Die Begleit-Propaganda wird jedenfalls nicht müde, zu behaupten, dass die Europäer eine deutsche Führungsrolle geradezu herbeisehnen. Vor allem die Balten und die Osteuropäer wünschten sich eine deutsche Schutzmacht, also müssten die friedliebenden Deutschen endlich über ihren pazifistischen Schatten springen und als „Großmacht wider Willen“ fungieren. Ein deutscher Opfergang also!

So kaschiert man eigene Machtansprüche. Deutschland will ja nicht nur „die größte konventionelle Streitmacht Europas“ aus dem Boden stampfen, Vordenker wie der Unions-Fraktionsvorsitzende Jens Spahn plädieren auch schon für eine „deutsche Atombombe“. Denn ohne Nuklearschild sei man Russland ausgeliefert. Aber wie sollen die Deutschen an diese Wunderwaffen gelangen?

Ohne Rückhalt der USA wird nicht viel aus Merz’ Träumen

Das geht nur, wenn man die akute Bedrohung durch Russland mit allen zur Verfügung stehenden Medienmitteln unablässig ins Bewusstsein der Europäer hämmert – und zugleich die entscheidenden politischen Institutionen besetzt. Die EU-Kommission ist bereits fest in deutscher Hand, den ständigen Sitz im UN-Sicherheitsrat fordert man unbeirrt seit vielen Jahren, den europäischen Teil der NATO könnte nach dem Rückzug der US-Amerikaner bald ein Deutscher leiten. Ursula von der Leyen war 2024 als NATO-Generalsekretärin gesetzt, doch ihr Anti-Russlandeinsatz als EU-Kommissionspräsidentin ist offenbar dringlicher.

Ohne den Rückhalt der USA kann aus den deutschen Großmachtträumen freilich (vorerst) nichts werden. Das weiß Friedrich Merz sehr genau. Und da seine Zunge oft schneller als seine Vorsicht ist, entfleucht dem „ehrlichen Makler“ bisweilen die ungeschminkte Wahrheit. Mit Blick auf die neue nationale Sicherheitsstrategie der USA appellierte Merz an die US-Regierung, doch künftig ganz auf Deutschland zu setzen. Wörtlich sagte er: „Ihr braucht auf der Welt auch Partner, und einer der Partner kann Europa sein, und wenn ihr mit Europa nix anfangen könnt, dann macht wenigstens Deutschland zu eurem Partner.“ Die deutschen Militärs bieten ihr Land längst bereitwillig als logistische Drehscheibe und Abschussrampe für künftige Russland-Feldzüge an. Dafür werden Straßen, Schienen, Häfen und Flugplätze modernisiert.

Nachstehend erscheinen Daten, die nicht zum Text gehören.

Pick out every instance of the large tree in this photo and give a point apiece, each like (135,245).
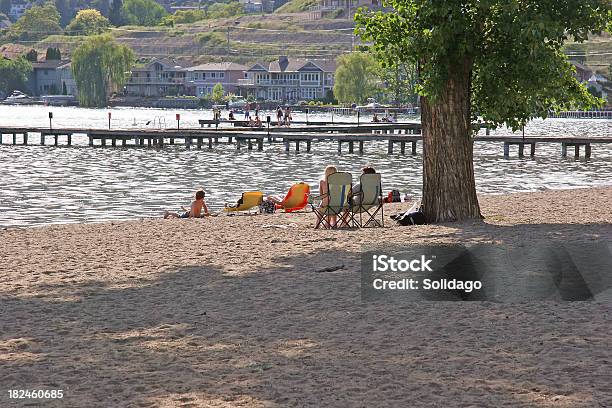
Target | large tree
(88,22)
(499,60)
(5,6)
(115,15)
(100,66)
(65,11)
(14,74)
(355,78)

Deutschland müht sich auch, die EU, wenn einzelne Mitglieder nicht spuren, durch „Koalitionen der Willigen“ zu umgehen und damit das lästige Einstimmigkeitsprinzip der EU auszuhebeln, etwa durch E3 (Deutschland, Frankreich, Großbritannien), Weimarer Dreieck (Deutschland, Frankreich, Polen), Weimar+ (D., Fr., P., GB, Spanien, Italien, EU-Kommission), Washington- (D., Fr., GB, Norwegen, Finnland, P., It.) oder Ramstein-Format (45 Ukraine-Unterstützerstaaten).

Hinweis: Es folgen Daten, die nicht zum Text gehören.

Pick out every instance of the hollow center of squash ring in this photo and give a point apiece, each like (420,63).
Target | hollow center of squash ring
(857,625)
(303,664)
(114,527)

Die Unterstützung der Ukraine ist ja nicht deshalb Deutschlands oberste Priorität, weil der schwarz-roten Regierung das Wohlergehen der Ukrainer so am Herzen liegt. Der Krieg in der Ukraine ist einfach die ideale Gelegenheit, um ohne größere Widerstände ein deutsches Europa aufzubauen.